The success of the combined treatment, to achieve optimal occlusion (bite or coordination between your upper & lower teeth) and facial aesthetic requires good communication and team work between the surgeon, orthodontist and prosthetic laboratory technicians.

Surgical Planning Process:

Ms. Lwin will liaise directly with your orthodontist as soon as referral letter is received from them and review various clinical information needed. Depending on what your orthodontist can provide, the pre-surgery consultation may be reduced to x2-3 visits for surgical planning and surgical wafer/splint/guides try-in, prior to your surgery.

We provide BOTH traditional (2D) and 3D-Virtual Surgical Planning (VSP) with 3D-printed surgical splints/guides manufactured on-site. The usual time from first consultation with Ms. Lwin, when an assessment is made and a surgical plan is formulated for optimal improvement in function (ie. Occlusion/ bite) and aesthetic (ie. Harmony in facial proportions) to complete traditional or 3D-VSP for surgical splints to be made by laboratory technicians is 3-4weeks.

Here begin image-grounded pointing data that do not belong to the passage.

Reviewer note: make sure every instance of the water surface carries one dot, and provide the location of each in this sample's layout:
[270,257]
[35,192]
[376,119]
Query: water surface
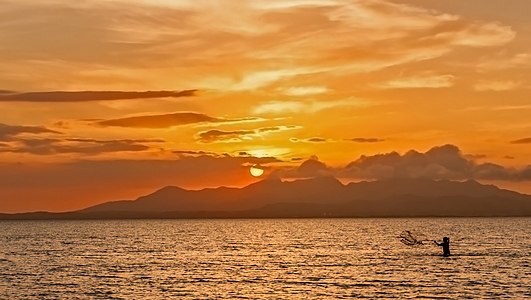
[263,259]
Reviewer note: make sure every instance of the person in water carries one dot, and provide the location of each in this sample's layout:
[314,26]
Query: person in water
[446,246]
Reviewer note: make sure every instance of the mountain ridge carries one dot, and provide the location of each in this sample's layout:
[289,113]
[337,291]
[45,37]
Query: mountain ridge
[314,197]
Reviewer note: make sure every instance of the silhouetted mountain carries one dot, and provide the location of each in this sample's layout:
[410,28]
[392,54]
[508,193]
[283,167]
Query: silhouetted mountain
[318,197]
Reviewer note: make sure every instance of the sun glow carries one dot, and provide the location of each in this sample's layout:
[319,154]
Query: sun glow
[256,171]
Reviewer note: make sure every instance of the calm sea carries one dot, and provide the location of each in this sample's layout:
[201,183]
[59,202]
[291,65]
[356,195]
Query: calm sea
[264,259]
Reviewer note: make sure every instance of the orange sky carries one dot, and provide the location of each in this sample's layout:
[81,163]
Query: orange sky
[111,99]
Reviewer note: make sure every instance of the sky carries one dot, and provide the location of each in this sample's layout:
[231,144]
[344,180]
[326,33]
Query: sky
[112,99]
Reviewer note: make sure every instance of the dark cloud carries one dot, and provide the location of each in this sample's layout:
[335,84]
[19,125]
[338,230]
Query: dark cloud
[7,132]
[365,140]
[522,141]
[215,135]
[84,96]
[79,146]
[309,168]
[167,120]
[443,162]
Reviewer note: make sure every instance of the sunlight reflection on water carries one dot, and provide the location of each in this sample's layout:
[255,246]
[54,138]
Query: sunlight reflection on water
[287,258]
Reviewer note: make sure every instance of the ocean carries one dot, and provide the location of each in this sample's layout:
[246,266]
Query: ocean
[264,259]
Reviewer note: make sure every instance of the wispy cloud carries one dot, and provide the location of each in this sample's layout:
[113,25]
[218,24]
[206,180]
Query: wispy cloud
[234,136]
[427,81]
[522,141]
[365,140]
[305,90]
[168,120]
[285,107]
[83,96]
[78,146]
[7,132]
[496,85]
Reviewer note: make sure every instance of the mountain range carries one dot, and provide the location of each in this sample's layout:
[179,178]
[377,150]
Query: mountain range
[317,197]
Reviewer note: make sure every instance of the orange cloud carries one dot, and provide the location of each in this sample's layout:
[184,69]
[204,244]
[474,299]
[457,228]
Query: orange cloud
[235,136]
[7,132]
[82,96]
[168,120]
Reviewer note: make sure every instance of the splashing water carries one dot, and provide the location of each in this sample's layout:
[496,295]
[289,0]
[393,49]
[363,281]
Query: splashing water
[412,238]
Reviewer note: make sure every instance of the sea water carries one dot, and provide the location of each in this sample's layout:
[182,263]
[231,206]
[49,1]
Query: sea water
[264,259]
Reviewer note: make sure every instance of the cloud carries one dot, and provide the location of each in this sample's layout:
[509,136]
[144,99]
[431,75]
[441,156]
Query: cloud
[260,43]
[503,61]
[305,90]
[365,140]
[7,132]
[235,136]
[429,81]
[309,168]
[168,120]
[442,162]
[327,140]
[84,96]
[292,107]
[522,141]
[75,185]
[495,85]
[310,140]
[78,146]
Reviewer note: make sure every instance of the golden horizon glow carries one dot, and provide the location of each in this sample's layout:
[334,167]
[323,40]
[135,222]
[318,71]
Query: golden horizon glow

If you’ve medical insurance, you’ll need to check that you are covered for the laboratory work needed for traditional or 3D-VSP, otherwise there will be a charge from the laboratory. It is Ms. Lwin’s preference to do all the surgical work-up necessary (up to date upper & lower arch impressions, wax bite registrations, facebow record for traditional and CT-scan for 3D-VSP, on site) to ensure accuracy. However, for self-paying individuals, costs may be reduced, by your local orthodontist doing some of the pre-surgical work-up on the NHS and Miss. Lwin will liaise with them and send them the protocol for CBCT-scan, head positioning, and wax registration to ensure accuracy in 3D-VSP.